First, I opt in my zone on Cloudflare Pages integration with IPFS. This feature is not available yet for everyone to try out.

This allows Cloudflare to index the content of my website. Once indexed, I get the CID for my deployment baf...1. I can check that my content is available at this hash on IPFS using an IPFS gateway https://baf...1.ipfs.cf-ipfs.com/.

5. Make my IPFS website available at pages-on-ipfs.com

Having one domain name to access both Cloudflare Pages and IPFS version, depending on if the client supports IPFS or not is ideal. Fortunately, the IPFS ecosystem supports such a feature via DNSLink. DNSLink is a way to specify the IPFS content a domain is associated with.

For pages-on-ipfs.com, I create a TXT record on _dnslink.pages-on-ipfs.com with value dnslink=/ipfs/baf...1. Et voilà. I can now access ipns://pages-on-ipfs.com via an IPFS client.

6. (Optional) Replicate my website

The content of my website can now easily be replicated and pinned by other IPFS nodes. This can either be done at home via an IPFS client or using a pinning service such as Pinata.

What's next

We'll make this service available later this year as it is being refined. We are committed to make information move freely and help build a better Internet. Cloudflare Pages work of solving developer problems continues, as developers are now able to make their site accessible to more users.
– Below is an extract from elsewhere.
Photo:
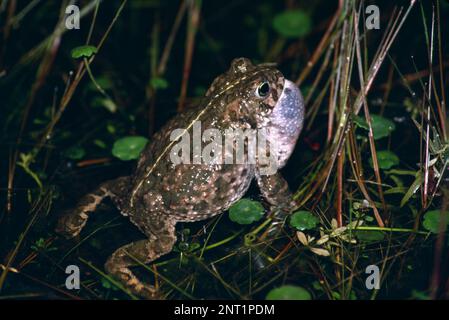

Over the years, IPFS has been used by more and more people. While Cloudflare started by making IPFS content available to web users through an HTTP interface, we now think it's time to give back. Allowing Cloudflare assets to be served over a public distributed network extends developers and users capability on an open web.

Common questions

  • I am already hosting my website on IPFS. Can I pin it using Cloudflare?
    • No. This project aims at serving Cloudflare hosted content via IPFS. We are still investigating how to best replicate and re-provide already-existing IPFS content via Cloudflare infrastructure.
  • Does this make IPFS more centralized?
    • No. Cloudflare does not have the authority to decide who can be a node operator nor what content they provide.
  • Are there guarantees the content is going to be available?
    • Yes. As long as you choose Cloudflare to host your website on IPFS, it will be available on IPFS. Should you move to another provider, it would be your responsibility to make sure the content remains available. IPFS allows for this transition to be smooth using a pinning service.
  • Is IPFS private?
    • It depends. Generally, no. IPFS is a p2p protocol. The nodes you peer with and request content from would know the content you are looking for. The privacy depends on the trust you have in your peers to not snoop on the data you request.
  • Can users verify the integrity of my website?
    • Yes. They need to access your website through an IPFS compatible client. Ideally, IPFS content integrity is turned into a web standard, similar to subresource integrity.